I believe the problem is that the UrlToEntity code depends on converting urls to routes and file urls are direct links that are not routes. So they are not identified.
Steps to reproduce
- Files/Content should be allowed as targets/sources
- Upload or use an existing managed file
- Get the direct url to the file and the fid.
- Add a link to the file as a manually entered url, e.g. <a href='/sites/default/files/foo.pdf'>Test link</a>
- Note the node id
- Save the page.
- Query the usage database table for target_id = the fid and source_id = the node id
- There will be no entry
Proposed resolution
The UrlToEntity class should check if:
- file entities allowed as targets and
- the url starts with the public file system path.
If true, then convert the url to a public://(path sans public file path) Uri that can be used to query the uri field in the managed_files table to find the fid.
Return this file entity info.
Remaining tasks
Proposed plan discussion
Write the code.
User interface changes
API changes
Data model changes
| Comment | File | Size | Author |
|---|---|---|---|
| #2 | 3537701-2-expand-public-file-pattern.patch | 752 bytes | chewi3 |
Comments
Comment #2
chewi3 commentedI had a similar issue after updates where direct file links in body texts were no longer tracked for usage through HtmlLink.

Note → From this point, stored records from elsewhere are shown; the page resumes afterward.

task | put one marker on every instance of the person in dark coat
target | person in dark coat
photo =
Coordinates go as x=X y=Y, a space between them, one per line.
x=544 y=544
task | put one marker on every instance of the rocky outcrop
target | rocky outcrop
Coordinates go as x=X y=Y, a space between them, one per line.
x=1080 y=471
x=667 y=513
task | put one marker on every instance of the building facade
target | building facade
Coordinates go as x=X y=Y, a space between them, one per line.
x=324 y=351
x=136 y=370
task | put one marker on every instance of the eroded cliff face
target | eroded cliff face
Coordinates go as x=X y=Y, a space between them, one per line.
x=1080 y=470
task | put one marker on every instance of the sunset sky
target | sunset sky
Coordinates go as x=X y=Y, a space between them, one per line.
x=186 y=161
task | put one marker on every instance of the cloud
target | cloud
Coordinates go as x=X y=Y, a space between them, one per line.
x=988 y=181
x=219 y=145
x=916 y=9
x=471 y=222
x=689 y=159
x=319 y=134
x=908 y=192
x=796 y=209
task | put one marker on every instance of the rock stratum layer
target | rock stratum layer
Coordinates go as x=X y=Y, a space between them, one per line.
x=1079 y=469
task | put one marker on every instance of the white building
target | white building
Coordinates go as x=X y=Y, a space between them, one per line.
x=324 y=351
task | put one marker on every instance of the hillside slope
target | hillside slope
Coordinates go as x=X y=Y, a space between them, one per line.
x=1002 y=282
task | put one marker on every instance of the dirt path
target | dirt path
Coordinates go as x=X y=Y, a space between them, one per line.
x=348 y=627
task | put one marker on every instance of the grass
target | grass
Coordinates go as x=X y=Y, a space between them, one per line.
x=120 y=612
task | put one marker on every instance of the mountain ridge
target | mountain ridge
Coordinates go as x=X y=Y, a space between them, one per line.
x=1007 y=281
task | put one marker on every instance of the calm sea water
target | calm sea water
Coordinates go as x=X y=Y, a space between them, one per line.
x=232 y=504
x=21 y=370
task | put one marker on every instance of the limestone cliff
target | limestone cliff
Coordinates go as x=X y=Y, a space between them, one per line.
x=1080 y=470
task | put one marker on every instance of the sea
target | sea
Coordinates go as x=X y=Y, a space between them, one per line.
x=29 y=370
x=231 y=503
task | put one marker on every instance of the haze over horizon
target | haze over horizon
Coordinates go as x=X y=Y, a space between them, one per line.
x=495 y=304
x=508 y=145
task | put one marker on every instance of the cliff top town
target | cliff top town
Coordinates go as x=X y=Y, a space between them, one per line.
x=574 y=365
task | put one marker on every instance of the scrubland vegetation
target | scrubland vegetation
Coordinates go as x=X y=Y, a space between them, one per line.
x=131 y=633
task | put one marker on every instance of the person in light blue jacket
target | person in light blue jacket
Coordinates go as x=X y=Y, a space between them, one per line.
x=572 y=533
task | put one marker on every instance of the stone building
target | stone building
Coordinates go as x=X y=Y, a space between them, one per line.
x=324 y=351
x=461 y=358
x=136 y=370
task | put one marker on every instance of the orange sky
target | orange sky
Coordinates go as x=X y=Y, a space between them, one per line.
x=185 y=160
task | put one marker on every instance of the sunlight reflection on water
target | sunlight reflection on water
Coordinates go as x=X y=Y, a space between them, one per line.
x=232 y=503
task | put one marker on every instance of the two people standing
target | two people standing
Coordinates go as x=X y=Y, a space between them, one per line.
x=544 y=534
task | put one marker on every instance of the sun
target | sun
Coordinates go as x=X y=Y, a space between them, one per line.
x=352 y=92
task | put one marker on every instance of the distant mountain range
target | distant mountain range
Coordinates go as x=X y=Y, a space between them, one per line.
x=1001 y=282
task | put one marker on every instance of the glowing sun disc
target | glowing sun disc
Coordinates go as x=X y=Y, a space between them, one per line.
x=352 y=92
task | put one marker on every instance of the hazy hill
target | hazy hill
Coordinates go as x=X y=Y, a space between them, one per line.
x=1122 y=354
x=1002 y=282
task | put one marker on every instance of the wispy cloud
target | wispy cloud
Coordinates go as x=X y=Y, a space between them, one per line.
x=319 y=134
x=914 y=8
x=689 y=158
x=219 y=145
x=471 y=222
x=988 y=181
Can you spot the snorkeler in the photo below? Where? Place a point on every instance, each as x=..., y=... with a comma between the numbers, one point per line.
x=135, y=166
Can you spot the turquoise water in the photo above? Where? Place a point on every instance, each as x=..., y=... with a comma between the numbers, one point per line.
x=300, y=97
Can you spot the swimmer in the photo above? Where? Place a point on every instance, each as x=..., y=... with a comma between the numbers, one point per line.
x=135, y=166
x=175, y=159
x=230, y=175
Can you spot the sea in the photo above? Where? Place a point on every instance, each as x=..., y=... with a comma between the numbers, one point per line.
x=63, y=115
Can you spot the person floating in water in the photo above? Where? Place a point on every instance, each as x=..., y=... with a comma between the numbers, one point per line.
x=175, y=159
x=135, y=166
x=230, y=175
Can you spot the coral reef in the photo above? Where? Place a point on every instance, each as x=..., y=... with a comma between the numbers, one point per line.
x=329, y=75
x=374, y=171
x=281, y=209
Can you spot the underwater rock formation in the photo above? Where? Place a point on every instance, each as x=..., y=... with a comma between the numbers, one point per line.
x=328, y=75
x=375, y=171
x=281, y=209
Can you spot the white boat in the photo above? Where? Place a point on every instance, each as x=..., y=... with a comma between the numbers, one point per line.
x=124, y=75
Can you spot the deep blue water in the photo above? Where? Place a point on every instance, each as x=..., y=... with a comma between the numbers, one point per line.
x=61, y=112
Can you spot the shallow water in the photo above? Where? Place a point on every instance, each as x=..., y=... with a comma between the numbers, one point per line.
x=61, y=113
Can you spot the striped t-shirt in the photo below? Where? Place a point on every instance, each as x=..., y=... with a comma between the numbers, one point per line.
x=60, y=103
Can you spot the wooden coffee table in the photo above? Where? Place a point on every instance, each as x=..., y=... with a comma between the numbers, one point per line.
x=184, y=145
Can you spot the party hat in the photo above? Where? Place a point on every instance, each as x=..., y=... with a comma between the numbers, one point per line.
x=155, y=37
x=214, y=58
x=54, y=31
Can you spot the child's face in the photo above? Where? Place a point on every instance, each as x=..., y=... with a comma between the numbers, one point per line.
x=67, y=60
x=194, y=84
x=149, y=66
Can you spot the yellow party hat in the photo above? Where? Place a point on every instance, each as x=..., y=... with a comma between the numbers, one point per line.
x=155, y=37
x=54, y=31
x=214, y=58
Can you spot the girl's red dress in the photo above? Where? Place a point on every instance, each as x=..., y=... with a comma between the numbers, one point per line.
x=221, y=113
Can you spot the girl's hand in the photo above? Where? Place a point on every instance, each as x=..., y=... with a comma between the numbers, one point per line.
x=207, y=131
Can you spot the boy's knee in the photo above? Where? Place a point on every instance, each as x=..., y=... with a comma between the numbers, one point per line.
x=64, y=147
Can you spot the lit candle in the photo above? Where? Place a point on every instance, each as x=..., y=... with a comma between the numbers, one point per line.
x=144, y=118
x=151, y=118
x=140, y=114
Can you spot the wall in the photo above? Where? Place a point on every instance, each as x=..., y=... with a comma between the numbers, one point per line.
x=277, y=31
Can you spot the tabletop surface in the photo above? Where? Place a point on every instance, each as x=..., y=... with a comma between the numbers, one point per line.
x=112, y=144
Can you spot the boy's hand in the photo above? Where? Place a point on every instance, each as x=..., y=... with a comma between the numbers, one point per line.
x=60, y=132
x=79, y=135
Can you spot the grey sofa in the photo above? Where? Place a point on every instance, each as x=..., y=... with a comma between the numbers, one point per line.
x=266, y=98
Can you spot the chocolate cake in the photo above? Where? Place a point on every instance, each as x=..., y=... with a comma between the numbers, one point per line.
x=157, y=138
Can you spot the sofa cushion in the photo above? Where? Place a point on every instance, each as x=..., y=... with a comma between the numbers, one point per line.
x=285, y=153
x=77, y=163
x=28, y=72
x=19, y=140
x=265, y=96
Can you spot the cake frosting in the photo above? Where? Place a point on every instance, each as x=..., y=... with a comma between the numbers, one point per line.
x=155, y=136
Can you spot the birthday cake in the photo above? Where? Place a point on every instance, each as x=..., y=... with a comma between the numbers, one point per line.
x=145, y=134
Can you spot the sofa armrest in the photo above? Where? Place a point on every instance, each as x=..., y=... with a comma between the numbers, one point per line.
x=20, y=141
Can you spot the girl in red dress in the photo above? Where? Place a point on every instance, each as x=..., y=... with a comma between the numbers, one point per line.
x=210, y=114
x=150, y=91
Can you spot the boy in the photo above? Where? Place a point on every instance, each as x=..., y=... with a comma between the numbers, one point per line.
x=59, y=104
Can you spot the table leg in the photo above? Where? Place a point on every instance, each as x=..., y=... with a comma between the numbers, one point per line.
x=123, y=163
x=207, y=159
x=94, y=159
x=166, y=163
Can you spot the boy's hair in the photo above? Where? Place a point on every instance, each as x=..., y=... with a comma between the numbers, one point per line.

After debugging this issue, it turned out that the public file regex pattern in PublicFileIntegration was changed as part of https://www.drupal.org/project/entity_usage/issues/3514883 and now no longer matches file paths like "/sites/default/files/imagename.jpeg".
I made a patch that re-adds the optional leading slash which was present in earlier versions. I also made sure we never get a double trailing slash. (which I got at one point during testing).
This new pattern should now handle both external and local file systems. However, I did not actually test this with an external file system, so it would be great if someone could confirm that this still works with S3 or similar.
Comment #3
idebr commentedComment #4
james.williamsLooks like this is the same as #3521603: Local linked files are no longer tracked, which is older and has an MR?